Re: Query kills machine.

From
Stef
Date:
Christopher Kings-Lynne mentioned :
=> sort_mem = 4096

Reducing sort_mem to 4096 seems to make it run in a reasonable time
again. Any idea why? The database does a whole lot of huge sorts
every day, so I thought upping this parameter would help.

A couple of queries do seem to run slower now that I reduced
the sort_mem.

The shared buffers still makes a significant difference when I increase it.

Kind Regards
Stefan


Re: Query kills machine.

From
"Magnus Naeslund(pg)"
Date:
Stef wrote:

 > Christopher Kings-Lynne mentioned :
 > => sort_mem = 4096
 >
 > Reducing sort_mem to 4096 seems to make it run in a reasonable time
 > again. Any idea why? The database does a whole lot of huge sorts
 > every day, so I thought upping this parameter would help.
 >
 > A couple of queries do seem to run slower now that I reduced
 > the sort_mem.
 > The shared buffers still makes a significant difference when I
increase it.
 >

Well you have to take in account that sort_mem is not the total memory
allocated for sorting but per connection and in complex expressions
serveral times that too.

So if you sort a lot it can push your operating system off the cliff and
it might start reaping things that shouldn't be reaped and start swapping.
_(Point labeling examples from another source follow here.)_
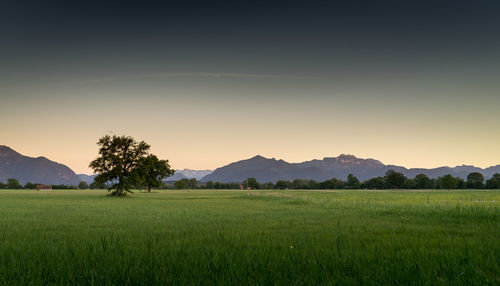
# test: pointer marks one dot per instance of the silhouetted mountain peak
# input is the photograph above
(35, 170)
(5, 150)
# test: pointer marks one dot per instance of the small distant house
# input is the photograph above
(43, 187)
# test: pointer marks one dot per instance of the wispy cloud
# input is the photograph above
(222, 75)
(163, 75)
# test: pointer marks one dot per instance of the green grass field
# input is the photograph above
(257, 237)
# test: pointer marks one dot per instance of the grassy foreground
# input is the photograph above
(257, 237)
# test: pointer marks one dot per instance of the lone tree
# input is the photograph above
(119, 157)
(151, 171)
(475, 180)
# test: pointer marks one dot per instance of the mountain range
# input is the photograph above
(272, 170)
(42, 170)
(36, 170)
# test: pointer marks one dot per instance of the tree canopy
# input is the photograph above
(124, 162)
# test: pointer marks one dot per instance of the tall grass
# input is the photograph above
(263, 238)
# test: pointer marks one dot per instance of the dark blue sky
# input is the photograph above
(370, 78)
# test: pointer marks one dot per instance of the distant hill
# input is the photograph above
(272, 170)
(35, 170)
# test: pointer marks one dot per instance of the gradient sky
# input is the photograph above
(412, 83)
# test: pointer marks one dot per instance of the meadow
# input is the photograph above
(208, 237)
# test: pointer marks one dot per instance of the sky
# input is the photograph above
(206, 83)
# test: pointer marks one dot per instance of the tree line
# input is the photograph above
(391, 180)
(124, 164)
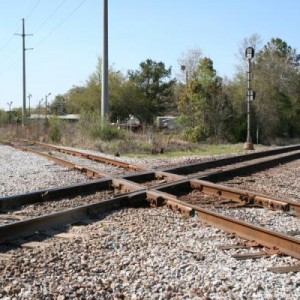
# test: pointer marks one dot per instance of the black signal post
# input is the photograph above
(249, 53)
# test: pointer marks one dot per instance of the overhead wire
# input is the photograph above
(33, 9)
(50, 16)
(60, 24)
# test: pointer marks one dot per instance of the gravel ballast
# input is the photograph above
(137, 253)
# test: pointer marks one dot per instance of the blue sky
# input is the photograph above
(67, 37)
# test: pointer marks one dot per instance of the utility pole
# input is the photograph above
(9, 112)
(23, 35)
(249, 53)
(29, 96)
(104, 90)
(46, 103)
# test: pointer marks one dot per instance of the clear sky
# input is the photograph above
(67, 37)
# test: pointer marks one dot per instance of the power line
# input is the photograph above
(18, 28)
(33, 9)
(60, 24)
(50, 16)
If that happens _everything_ on that box will get slow...

Shared buffers on the other hand is only allocated once.

Regards,
Magnus


Re: Query kills machine.

From
Tom Lane
Date:
Stef <svb@ucs.co.za> writes:
> Reducing sort_mem to 4096 seems to make it run in a reasonable time
> again. Any idea why? The database does a whole lot of huge sorts
> every day, so I thought upping this parameter would help.
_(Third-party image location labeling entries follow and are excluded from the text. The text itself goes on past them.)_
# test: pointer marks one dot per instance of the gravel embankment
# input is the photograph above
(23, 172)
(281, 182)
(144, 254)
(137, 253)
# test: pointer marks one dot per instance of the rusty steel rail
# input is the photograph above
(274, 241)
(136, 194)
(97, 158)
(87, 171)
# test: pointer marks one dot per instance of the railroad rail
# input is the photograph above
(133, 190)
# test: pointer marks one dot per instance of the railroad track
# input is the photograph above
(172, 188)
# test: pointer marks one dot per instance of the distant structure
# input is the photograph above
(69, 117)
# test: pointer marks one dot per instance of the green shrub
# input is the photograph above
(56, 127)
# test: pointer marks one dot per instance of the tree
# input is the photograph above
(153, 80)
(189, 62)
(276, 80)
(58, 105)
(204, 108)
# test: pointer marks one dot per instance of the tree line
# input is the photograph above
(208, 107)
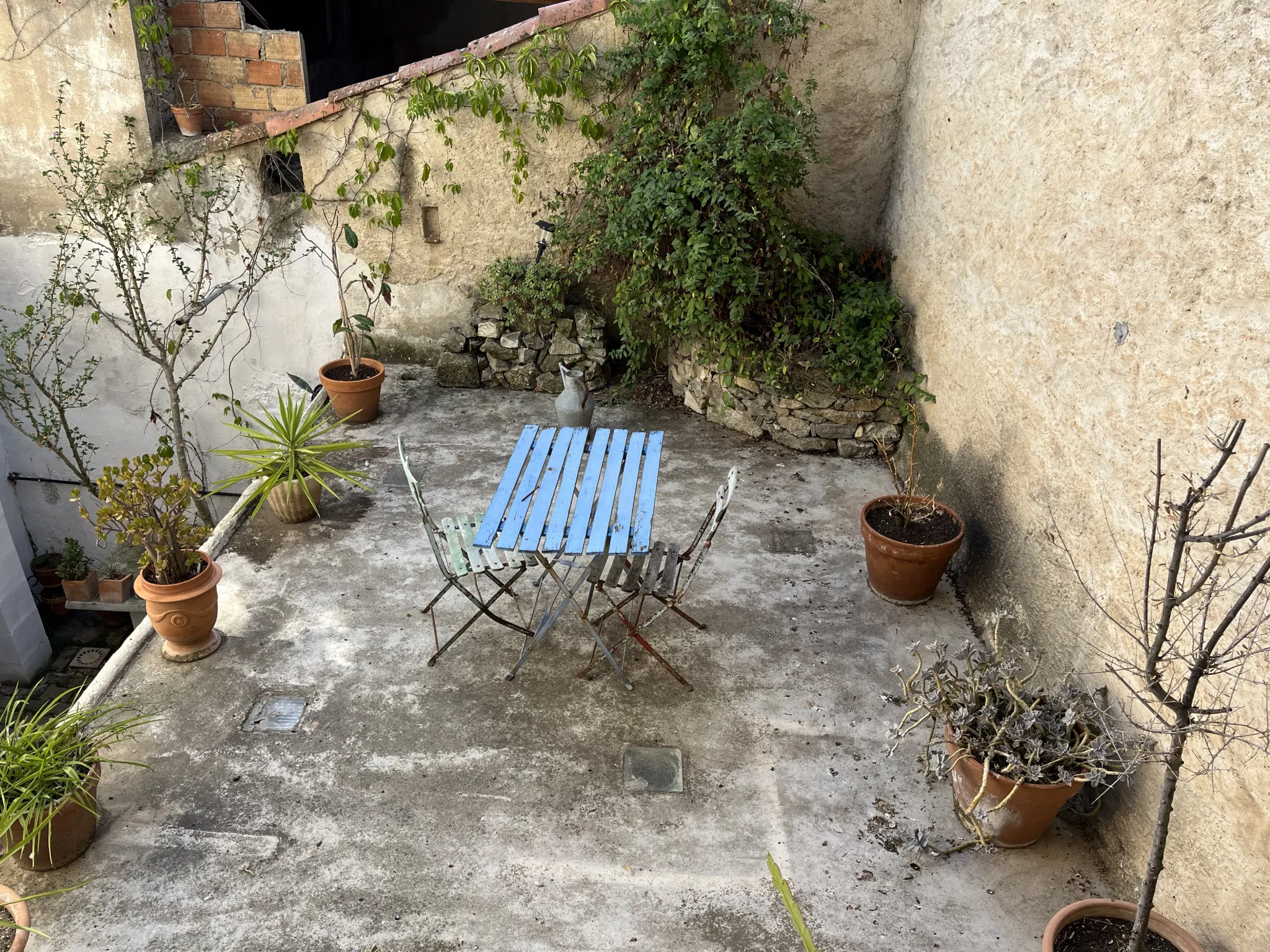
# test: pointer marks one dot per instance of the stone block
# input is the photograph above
(458, 371)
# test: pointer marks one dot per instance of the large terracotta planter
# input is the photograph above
(1110, 909)
(288, 500)
(900, 571)
(1019, 823)
(19, 913)
(358, 399)
(82, 591)
(66, 838)
(184, 615)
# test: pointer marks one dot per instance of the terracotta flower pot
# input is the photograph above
(82, 591)
(190, 120)
(20, 914)
(66, 838)
(1019, 823)
(353, 397)
(1110, 909)
(48, 578)
(115, 592)
(288, 500)
(184, 615)
(900, 571)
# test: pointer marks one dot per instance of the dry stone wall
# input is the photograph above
(818, 419)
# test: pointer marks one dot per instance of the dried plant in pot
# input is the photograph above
(144, 505)
(290, 461)
(1041, 746)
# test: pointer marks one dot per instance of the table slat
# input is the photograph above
(626, 495)
(564, 498)
(642, 527)
(523, 494)
(498, 505)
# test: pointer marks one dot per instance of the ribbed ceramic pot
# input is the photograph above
(288, 500)
(184, 615)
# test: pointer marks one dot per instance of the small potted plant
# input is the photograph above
(908, 537)
(1041, 746)
(290, 460)
(79, 579)
(50, 765)
(143, 505)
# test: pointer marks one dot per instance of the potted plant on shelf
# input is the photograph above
(908, 536)
(144, 506)
(50, 765)
(1041, 746)
(79, 579)
(290, 461)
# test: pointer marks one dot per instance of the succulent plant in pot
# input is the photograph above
(290, 460)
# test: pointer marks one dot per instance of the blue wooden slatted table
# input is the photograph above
(562, 512)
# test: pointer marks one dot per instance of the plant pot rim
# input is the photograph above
(1116, 909)
(907, 547)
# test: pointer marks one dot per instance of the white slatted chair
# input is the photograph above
(459, 560)
(658, 575)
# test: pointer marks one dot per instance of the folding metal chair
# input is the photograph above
(459, 560)
(659, 575)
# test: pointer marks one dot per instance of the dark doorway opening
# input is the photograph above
(350, 41)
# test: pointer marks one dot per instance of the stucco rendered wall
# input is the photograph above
(1064, 168)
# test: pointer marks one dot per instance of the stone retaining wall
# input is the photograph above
(819, 419)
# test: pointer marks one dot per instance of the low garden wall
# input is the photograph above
(818, 419)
Not if you haven't got the RAM to support it :-(

Another thing you might look at is ANALYZEing the tables again after
you've loaded all the new data.  The row-count estimates seem way off
in these plans.  You might need to increase the statistics target,
too, to get better plans.

            regards, tom lane

Re: Query kills machine.

From
"Magnus Naeslund(t)"
Date:
Stef wrote:

> Christopher Kings-Lynne mentioned :
> => sort_mem = 4096
>
> Reducing sort_mem to 4096 seems to make it run in a reasonable time
> again. Any idea why? The database does a whole lot of huge sorts
> every day, so I thought upping this parameter would help.
>
> A couple of queries do seem to run slower now that I reduced
> the sort_mem.
>
> The shared buffers still makes a significant difference when I increase it.
>

Well you have to take in account that sort_mem is not the total memory
allocated for sorting but per connection and in complex expressions
serveral times that too.

So if you sort a lot it can push your operating system off the cliff and
it might start reaping things that shouldn't be reaped and start swapping.

If that happens _everything_ on that box will get slow...
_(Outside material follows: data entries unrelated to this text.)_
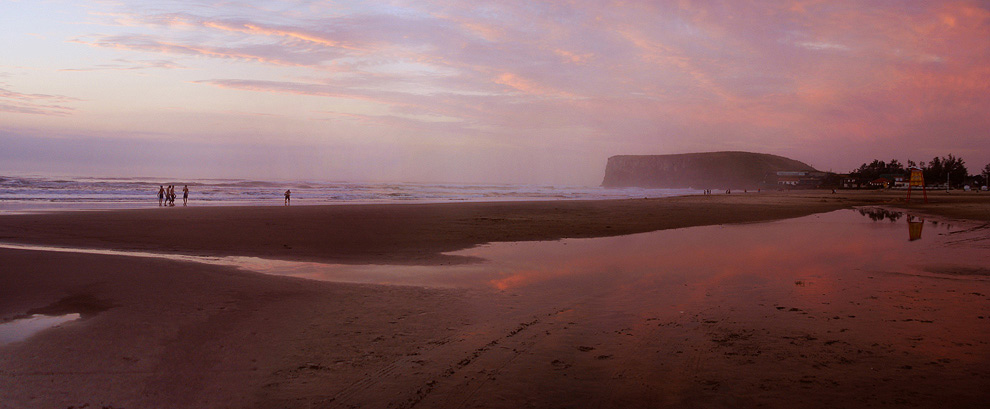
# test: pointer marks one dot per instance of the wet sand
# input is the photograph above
(160, 333)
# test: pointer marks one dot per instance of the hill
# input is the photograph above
(708, 170)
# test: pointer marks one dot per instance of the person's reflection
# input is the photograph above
(915, 224)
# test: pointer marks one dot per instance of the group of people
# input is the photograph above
(166, 195)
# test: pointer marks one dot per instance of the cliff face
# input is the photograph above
(712, 170)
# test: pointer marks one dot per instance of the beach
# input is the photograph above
(157, 333)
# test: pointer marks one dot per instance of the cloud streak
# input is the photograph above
(788, 77)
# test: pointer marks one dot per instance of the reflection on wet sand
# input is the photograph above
(830, 310)
(23, 328)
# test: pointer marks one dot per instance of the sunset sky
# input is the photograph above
(483, 91)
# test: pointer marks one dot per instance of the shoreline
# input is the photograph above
(418, 233)
(165, 333)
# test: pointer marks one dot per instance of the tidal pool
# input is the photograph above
(24, 328)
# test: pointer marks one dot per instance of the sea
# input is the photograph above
(43, 193)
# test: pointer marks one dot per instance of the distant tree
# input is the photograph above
(876, 168)
(948, 168)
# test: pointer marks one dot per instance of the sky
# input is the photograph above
(483, 91)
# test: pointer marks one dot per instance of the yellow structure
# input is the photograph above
(917, 179)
Shared buffers on the other hand is only allocated once.

Regards,
Magnus

Re: Query kills machine.

From
Stef
Date:
Tom Lane mentioned :
=> Not if you haven't got the RAM to support it :-(
=>
=> Another thing you might look at is ANALYZEing the tables again after
=> you've loaded all the new data.  The row-count estimates seem way off
=> in these plans.  You might need to increase the statistics target,
=> too, to get better plans.

Thanks Tom, Christopher and Magnus!

I tested this, and found the correct sort_mem setting for my situation.
I'm testing a new default_statistics_target setting.
This is something I never considered.

Kind Regards
Stefan